The bill clarifies and narrows who can form and be solicited by separate segregated funds—reducing corporate-driven political activity and legal uncertainty while restricting some employees' and shareholders' established channels for political participation and risking shifts of spending into less-regulated avenues.
Nonprofit organizations gain clearer, narrower rules and a concrete timeline (one-year wind-down, immediate effect) for who may form and operate separate segregated funds (SSFs), reducing legal uncertainty and standardizing compliance.
Rank-and-file workers and their families face less pressure to contribute because solicitations are limited to executive and administrative personnel.
Narrowing SSF permissions for government contractors reduces a pathway for contractor-driven political influence in federal procurement, potentially protecting taxpayer interests.
Employees and shareholders of for-profit corporations lose the option of a corporate SSF, reducing an established vehicle for workplace-based political participation and collective giving.
Limiting who may be solicited (excluding non-executive staff and shareholders) concentrates solicitation among higher-level personnel and reduces opportunities for broader internal engagement.

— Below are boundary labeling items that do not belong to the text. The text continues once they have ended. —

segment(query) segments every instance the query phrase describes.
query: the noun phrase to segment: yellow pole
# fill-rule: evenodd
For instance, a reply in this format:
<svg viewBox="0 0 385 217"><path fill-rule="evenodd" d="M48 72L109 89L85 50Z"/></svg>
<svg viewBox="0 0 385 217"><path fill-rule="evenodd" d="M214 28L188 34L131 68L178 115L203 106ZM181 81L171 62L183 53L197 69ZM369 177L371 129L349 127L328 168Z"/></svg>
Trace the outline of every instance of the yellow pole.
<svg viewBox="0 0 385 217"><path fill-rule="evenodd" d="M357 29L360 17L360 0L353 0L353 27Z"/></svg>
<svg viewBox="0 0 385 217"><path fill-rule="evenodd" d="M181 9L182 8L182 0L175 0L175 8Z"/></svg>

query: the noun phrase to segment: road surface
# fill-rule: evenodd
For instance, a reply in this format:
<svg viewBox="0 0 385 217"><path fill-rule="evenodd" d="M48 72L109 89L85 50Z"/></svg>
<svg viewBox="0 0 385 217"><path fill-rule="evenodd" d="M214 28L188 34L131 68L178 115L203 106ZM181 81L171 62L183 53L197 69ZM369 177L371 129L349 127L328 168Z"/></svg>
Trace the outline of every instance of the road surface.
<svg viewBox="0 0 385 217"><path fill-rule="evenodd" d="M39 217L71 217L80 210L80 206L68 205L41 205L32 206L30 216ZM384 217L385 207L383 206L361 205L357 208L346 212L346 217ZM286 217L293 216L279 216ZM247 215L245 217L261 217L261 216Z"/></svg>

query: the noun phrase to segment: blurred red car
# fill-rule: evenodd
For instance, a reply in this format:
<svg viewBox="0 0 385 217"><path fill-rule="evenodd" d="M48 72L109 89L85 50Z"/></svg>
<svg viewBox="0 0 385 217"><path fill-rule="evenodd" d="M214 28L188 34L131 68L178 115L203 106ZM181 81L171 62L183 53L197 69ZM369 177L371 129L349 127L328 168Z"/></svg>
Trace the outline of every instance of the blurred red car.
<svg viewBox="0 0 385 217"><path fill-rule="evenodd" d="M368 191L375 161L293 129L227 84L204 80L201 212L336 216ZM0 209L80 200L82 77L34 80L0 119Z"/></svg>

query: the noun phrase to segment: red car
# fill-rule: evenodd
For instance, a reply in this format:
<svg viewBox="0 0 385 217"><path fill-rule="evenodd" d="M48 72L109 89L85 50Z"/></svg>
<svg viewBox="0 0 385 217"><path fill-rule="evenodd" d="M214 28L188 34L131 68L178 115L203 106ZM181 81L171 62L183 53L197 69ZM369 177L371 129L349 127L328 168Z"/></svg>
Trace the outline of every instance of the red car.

Restricting SSFs to nonprofits is likely to push some political spending into other channels (e.g., PACs, independent expenditures), concentrating donations and increasing indirect or less-regulated political spending with uncertain effects on representation.
Based on analysis of 3 sections of legislative text.
Bars for‑profit corporations from operating corporate PACs (SSFs), limits solicitations to executive/administrative personnel, and requires nonqualifying SSFs to close within one year.
Introduced July 29, 2025 by Josh Harder · Last progress July 29, 2025
Prohibits for‑profit corporations from creating or operating separate segregated funds (corporate PACs), limits who may be solicited for such funds to a corporation's executive and administrative personnel (removing stockholders and their families), and requires nonconforming existing corporate PACs to close and disburse their balances within one year of enactment. The bill narrows which entities may run SSFs by tying eligibility to nonprofit corporations defined under the Internal Revenue Code and adjusts rules that apply to government contractors accordingly. The changes take effect on enactment and include a one‑year wind‑down for any existing SSF that no longer qualifies under the new nonprofit-only definition. The legislation does not appropriate new funds or create new federal programs; it revises campaign finance rules and definitions in the Federal Election Campaign Act.